Classification pipelines often fail for mundane reasons.

| Problem | Typical cause |
|---|---|
| Training loss does not decrease | Wrong labels, learning rate too high, frozen parameters |
| Training accuracy high, validation accuracy low | Overfitting, data leakage, weak augmentation |
| Validation accuracy unstable | Small validation set, random validation transforms |
| Runtime shape error | Missing batch axis, wrong image layout |
| Poor transfer learning result | Wrong normalization, bad learning rate |
| Predictions mapped to wrong names | Class index mapping changed |
| GPU underused | Slow data loading, small batch size |
| Loss is NaN | Learning rate too high, bad input values, unstable model |

The most useful debugging habit is to inspect one batch before training:

```python
images, labels = next(iter(train_loader))

print(images.shape)
print(images.dtype)
print(images.min().item(), images.max().item())
print(labels.shape)
print(labels[:10])
```

This confirms that the data has the expected shape, type, scale, and labels.

### Minimal End-to-End Example

The following example puts the pieces together.

```python
import torch
import torch.nn as nn
from torch.utils.data import DataLoader
from torchvision import datasets, transforms, models

device = "cuda" if torch.cuda.is_available() else "cpu"

train_transform = transforms.Compose([
    transforms.RandomResizedCrop(224),
    transforms.RandomHorizontalFlip(),
    transforms.ToTensor(),
    transforms.Normalize(
        mean=[0.485, 0.456, 0.406],
        std=[0.229, 0.224, 0.225],
    ),
])

val_transform = transforms.Compose([
    transforms.Resize(256),
    transforms.CenterCrop(224),
    transforms.ToTensor(),
    transforms.Normalize(
        mean=[0.485, 0.456, 0.406],
        std=[0.229, 0.224, 0.225],
    ),
])

train_set = datasets.ImageFolder("dataset/train", transform=train_transform)
val_set = datasets.ImageFolder("dataset/val", transform=val_transform)

train_loader = DataLoader(
    train_set,
    batch_size=64,
    shuffle=True,
    num_workers=4,
    pin_memory=True,
)

val_loader = DataLoader(
    val_set,
    batch_size=64,
    shuffle=False,
    num_workers=4,
    pin_memory=True,
)

num_classes = len(train_set.classes)

model = models.resnet18(weights=None)
model.fc = nn.Linear(model.fc.in_features, num_classes)
model = model.to(device)

loss_fn = nn.CrossEntropyLoss()

optimizer = torch.optim.AdamW(
    model.parameters(),
    lr=3e-4,
    weight_decay=1e-4,
)

train_classifier(
    model=model,
    train_loader=train_loader,
    val_loader=val_loader,
    optimizer=optimizer,
    loss_fn=loss_fn,
    device=device,
    epochs=20,
    checkpoint_path="classifier.pt",
)
```

This is a complete supervised classification pipeline.
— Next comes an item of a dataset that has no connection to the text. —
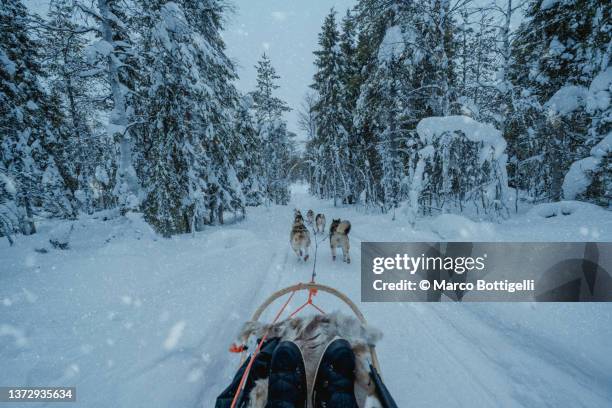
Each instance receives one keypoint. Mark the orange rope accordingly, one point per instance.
(248, 368)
It loads images, prepares batches, defines a model, trains with cross-entropy, evaluates on validation data, and saves the best checkpoint.

### Design Principles

A robust classification pipeline follows a few rules.
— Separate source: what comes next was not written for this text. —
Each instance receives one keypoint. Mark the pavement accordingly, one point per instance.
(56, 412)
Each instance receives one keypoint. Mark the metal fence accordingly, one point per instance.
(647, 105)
Keep training transforms and validation transforms separate. Use randomness during training, but keep validation deterministic.

Store and reuse the class-index mapping. A trained model only outputs integer class indices. The mapping gives those indices semantic meaning.
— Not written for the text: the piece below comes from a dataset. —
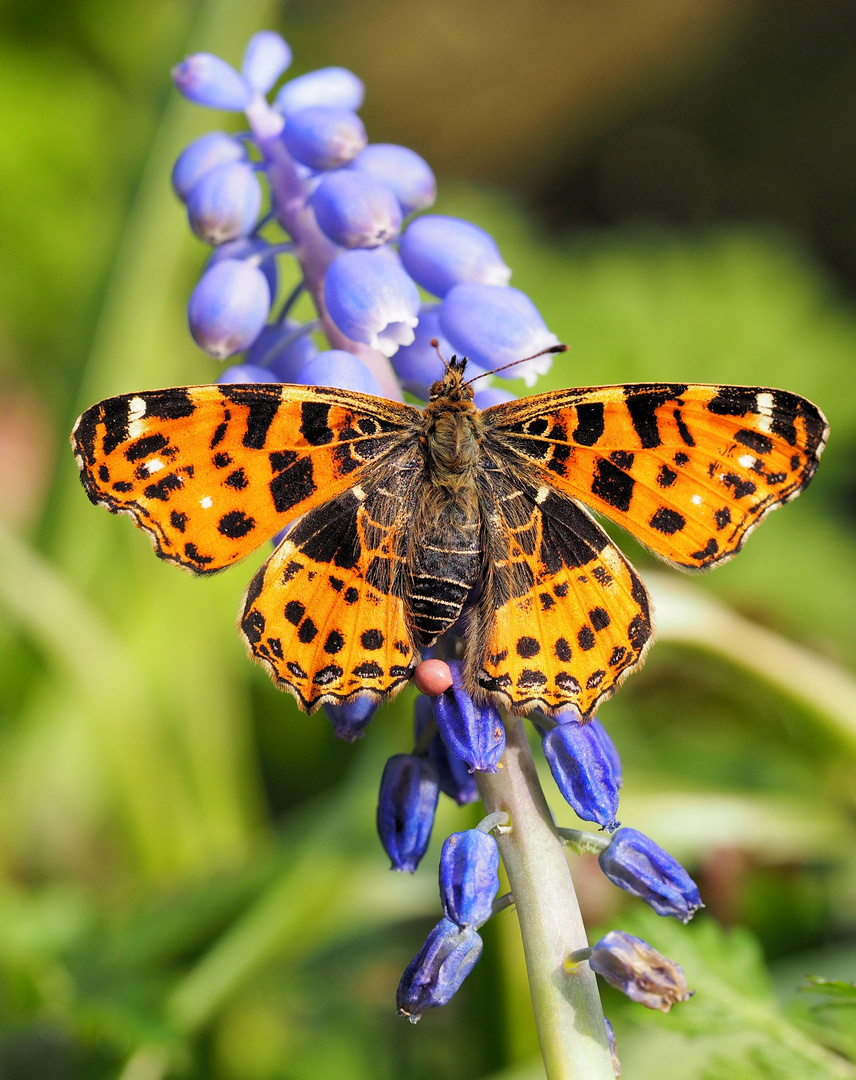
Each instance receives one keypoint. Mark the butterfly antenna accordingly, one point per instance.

Inspect tensor shapes at every boundary. The most common expected image batch shape in PyTorch is `[B, C, H, W]`.

Use logits for training. Apply softmax only when probabilities are needed for reporting or inference.

Evaluate on held-out data. Training metrics measure optimization progress. Validation metrics measure generalization.

Save checkpoints with model state, optimizer state, epoch number, and validation metric. A checkpoint should allow training to resume and allow the best model to be recovered.

A classification pipeline is a controlled experiment. The code should make the data, transforms, model, objective, optimizer, and evaluation protocol visible. This is what makes the result interpretable and reproducible.